Winter weeks are weeks 1 through 15 (Jan 1 to early April) and weeks 44 through 52 (late Oct. to Jan.), spawning occurs during weeks 16 through 24 (April through early June) and the remaining open water weeks (summer) are weeks 25 through 43.

Figure A2

The Potential Sustainability Threshold - Red Zone

The yellow - red demarcation is termed the Potential Sustainability Threshold (PST) and was defined as the 95% exceedence flow. This is a zone where withdrawal impacts are potentially significant and long-term, depending on duration and frequency withdrawals. Consequently, withdrawals have to be carefully managed in this zone. Two analyses were used to determine the total cumulative withdrawal allowed in the red zone:

1. A confidence interval approach for determining limits of significant change to ensure the severity of existing low flow conditions are not increased significantly.
2. An assessment of change in frequency and duration of red and yellow conditions to ensure the length of exposure to low flow does not increase significantly.
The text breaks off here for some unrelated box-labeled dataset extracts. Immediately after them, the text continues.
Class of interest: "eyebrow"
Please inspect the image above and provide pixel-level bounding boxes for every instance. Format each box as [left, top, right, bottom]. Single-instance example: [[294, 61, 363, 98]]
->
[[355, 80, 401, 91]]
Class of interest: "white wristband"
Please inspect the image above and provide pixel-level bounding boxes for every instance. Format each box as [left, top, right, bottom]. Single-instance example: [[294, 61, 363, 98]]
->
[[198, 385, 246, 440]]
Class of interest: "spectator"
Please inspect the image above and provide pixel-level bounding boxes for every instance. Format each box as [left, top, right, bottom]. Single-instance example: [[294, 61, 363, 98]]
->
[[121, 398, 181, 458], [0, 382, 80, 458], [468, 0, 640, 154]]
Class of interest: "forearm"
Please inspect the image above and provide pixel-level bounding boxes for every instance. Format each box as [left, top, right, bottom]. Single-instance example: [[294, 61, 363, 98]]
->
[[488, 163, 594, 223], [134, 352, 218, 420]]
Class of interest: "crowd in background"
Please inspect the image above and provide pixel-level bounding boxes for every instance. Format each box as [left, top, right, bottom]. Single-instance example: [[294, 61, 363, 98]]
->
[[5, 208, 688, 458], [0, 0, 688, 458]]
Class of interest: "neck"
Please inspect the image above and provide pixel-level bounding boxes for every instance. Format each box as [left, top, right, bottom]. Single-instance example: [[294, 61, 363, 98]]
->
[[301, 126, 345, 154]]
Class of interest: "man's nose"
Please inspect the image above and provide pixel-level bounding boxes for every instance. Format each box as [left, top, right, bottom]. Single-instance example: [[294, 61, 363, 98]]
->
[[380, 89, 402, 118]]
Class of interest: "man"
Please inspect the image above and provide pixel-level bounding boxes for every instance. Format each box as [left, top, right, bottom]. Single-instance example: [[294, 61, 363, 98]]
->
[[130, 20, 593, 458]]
To assess the significance of increasing the severity of low flow conditions, the historic range of weekly mean flows was used to construct 90% confidence intervals (CI90) for the habitat available to the most sensitive species during winter (Longnose Sucker - LNSC). The range in habitat enclosed in the CI90 was converted back to the corresponding range in flow. The range in flows was consistently between +/- 6.6 and 7.7 m³/s for winter weeks 1 through 13 and up to 25 m³/s when all winter weeks are included. For ease of implementation the one-sided confidence interval flow for each week was converted to a percentage of the median weekly flow. This ranged between 4% and 8% not including the most extreme variable spring weeks and averaged 5.23% of median weekly flow across all winter weeks, excluding weeks 44 and 45. Weeks 44 and 45 could not be included because flows occurring during these two weeks are outside the range (too high) of the winter habitat curves used to predict habitat loss. Not including these two weeks results in a more protective water management framework because the extreme variation in these weeks would increase the CI interval. A withdrawal limit within the PST of 5.2% of median weekly flow was considered to be within a reasonable level of statistical detectability. This approach effectively employs statistical significance as a proxy for biological significance. In addition to the 5.2% withdrawal limit within the PST, AENV and DFO propose an upper limit of 15 m³/s ice-covered conditions and 5% of the HDA80 flow or 34 m³/s, whichever is less during spawning and summer ice-free time periods.

To validate this approach, AENV and DFO considered changes in frequency and duration of yellow and red conditions under incremental reductions in median weekly flow of 1 to 15 m³/s. A flow reduction of 5.2% of median weekly flows to a maximum of 15 m³/s results in a maximum increase of red zone frequency and duration less than 15%, and a 4% mean decline in habitat availability for combined yellow and red conditions.

Climate Change

The development of the IFN and water management system is based on available information on historical flows in the Athabasca River. If flows were to generally decrease due to climate change, restrictions of the Framework would be invoked more frequently. If flows were to generally increase, there would be fewer instances that restrictions on withdrawals would be necessary.